А дальше в сознании Абайыма пошли пятна. После ему вспомнилось, будто он валит лиственницы себе на избу и не хватает только одной. А он, как назло, не мог найти ее. Все лиственницы, которые попадались, были то кривые, ветвистые, толстые или, наоборот, тонкие, а Абайыму надо было торопиться – солнце садилось. Он с топором бежал и бежал по лесу и наконец-то увидел: на самой вершине горы, на фоне неба, стройная, прямая, как столб, лиственница. Обрадовался Абайым и рванулся к ней, где бегом, где на четвереньках, то проваливаясь в снег, то продираясь сквозь кусты. Наконец – вот она! Абайым, выбиваясь из сил, подполз, глянул вверх по стволу, будто прицеливаясь, но лесина оказалась кривая, да еще с дуплом! Рассердился Абайым, стал плеваться и тут пришел в себя.

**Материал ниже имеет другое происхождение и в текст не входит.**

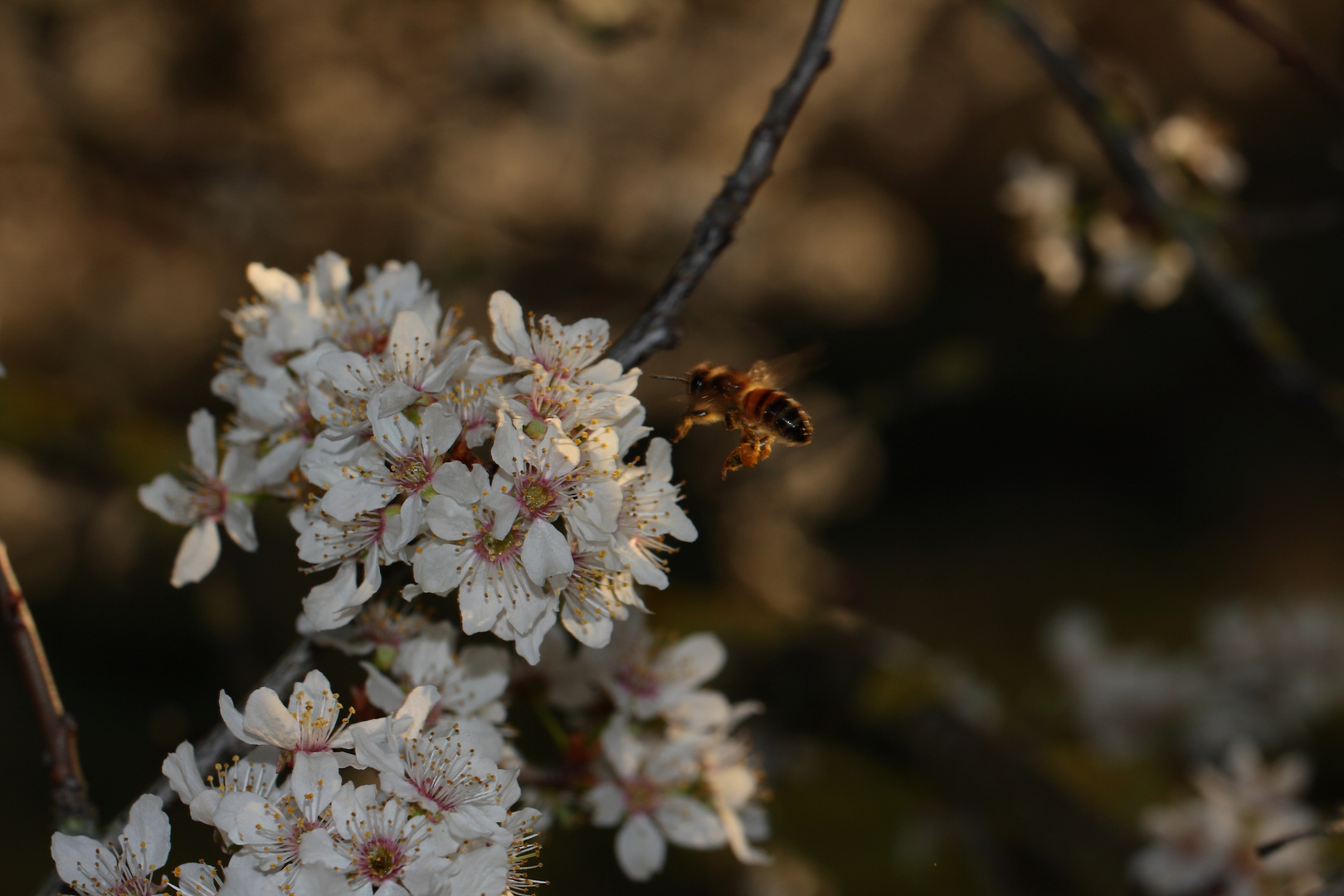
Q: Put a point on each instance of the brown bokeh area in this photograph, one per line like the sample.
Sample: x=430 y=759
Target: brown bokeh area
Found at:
x=984 y=457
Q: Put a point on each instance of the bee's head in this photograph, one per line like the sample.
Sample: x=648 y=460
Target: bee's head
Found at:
x=698 y=377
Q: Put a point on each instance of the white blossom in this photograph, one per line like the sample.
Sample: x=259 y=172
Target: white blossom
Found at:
x=1211 y=841
x=221 y=494
x=123 y=867
x=648 y=796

С тех пор как Абайым ездил на стоянку Суркаша, прошло три года. Старик в ту же весну, как только оттаяла земля, скончался – ушел за Большой перевал к своим восьми детям, родителям и четверым братьям. У его вечного ложа народу собралось много, и люди долго спорили о том, что же поставить на его могиле. Если ставить столб с красной звездой на макушке, то ведь Абайым не был в армии – разве только гонял лошадей для фронта. А кем он был в гражданскую, не нашлось человека, который бы знал точно: старик сам не рассказывал. Были даже предложения поставить столб с крестом, но выяснилось, что Абайым ближе чем за десять верст к церкви не подъезжал. Так ни к чему и не пришли, просто взяли трехсаженное бревно, ошкурили и поставили. Когда люди говорили ему прощальные слова, то все хвалили его: «Хорошим человеком вы были, хорошо потрудились, а теперь отдыхайте!»
На поминках Абайыма тоже много было народу, хотя родственников у него вроде и не нашлось. И когда люди перечисляли избы, юрты, бани, сараи, которые срубил за свою жизнь Абайым, оказалось, что во всех больших строениях, которые есть в округе: и в школе, и в клубе, и в здании сырзавода, и в овечьих кошарах, и в скотных дворах – везде остался след абайымовского топора.
Абайым сейчас лежит все там же, на перевале, на месте своего рождения, а деревня – что ни месяц, что ни год – приближается, выставляя золотисто-белые срубы ближе и ближе к нему.